Welcome to English 11:
What Will Your Verse Be?
What Will Your Verse Be?
Welcome to the online version of our English course. This year, our units of literary study will focus around central themes including the American Dream, the Power of Persuasion, the Pursuit of Happiness and an American Journey. From these central themes, we can begin to investigate not only how literary works address the many forms of finding personal and public decisions, but also how our own choices, and the choices of those around us, can shade our view of what we hope to achieve.
Through out our year,we will examine four quarter-long units that will take us through our year-long theme of the American Dream, as we read works ranging from F.Scott Fitzgerld's The Great Gatsby to Khaled Hosseini's The Kite Runner in conjunction with our readings of poetry and nonfiction from the grade 11 College Board Springboard series. Along the way, we will prepare for the Common Core English Regents (TUESDAY, JUNE 2nd) as well as the PSATs (October) and SATs (May-June).
As we read our selections, we will also examine how these works and themes can be examined daily in our lives. Through supplemental readings from newspapers, magazines and other nonfiction sources, we will use close-reading techniques to examine how author's examine the many elements of the American culture and the American dream.
Finally, we will see how many other themes, including personal choices, honor and dishonor, betrayal and loyalty, and race and difference can all be found within these same works. While exploring these themes, we will work to understand the many writing strategies authors and poets use to inform their readers, including rhetorical techniques like anaphora, allusion, irony and rhetorical appeals (ethos, pathos, logos) as well as literary elements like symbolism, motif, imagery, setting, and characterization.

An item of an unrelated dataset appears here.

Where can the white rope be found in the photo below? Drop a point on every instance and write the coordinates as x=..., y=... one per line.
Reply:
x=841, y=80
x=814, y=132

On these pages you will find everything you need for a successful year in our course. As you can see, this page contains our course outline and requirements, our course essentials page (for important writing links) and Regents/SAT links and reminders. Additionally, you can also access our blog from this page and submit online homework assignments. As the year progresses, I will post assignments to this site and ask you to build pages as well.
Necessary Course Supplies
In order to begin, each student will need a few start-up materials. The following is a short list of necessary objects that students must bring for class:
- One three-ring binder
- Access to Google Drive
- Post-it notes
- Loose-leaf paper
- Pens and pencils
- Although we provide some SAT preparation materials, I strongly suggest that students purchase a NEW SAT preparation book from College Board, Kaplan, or Princeton Review. I also recommend that students enroll in some type of SAT preparation course to prepare for the exam.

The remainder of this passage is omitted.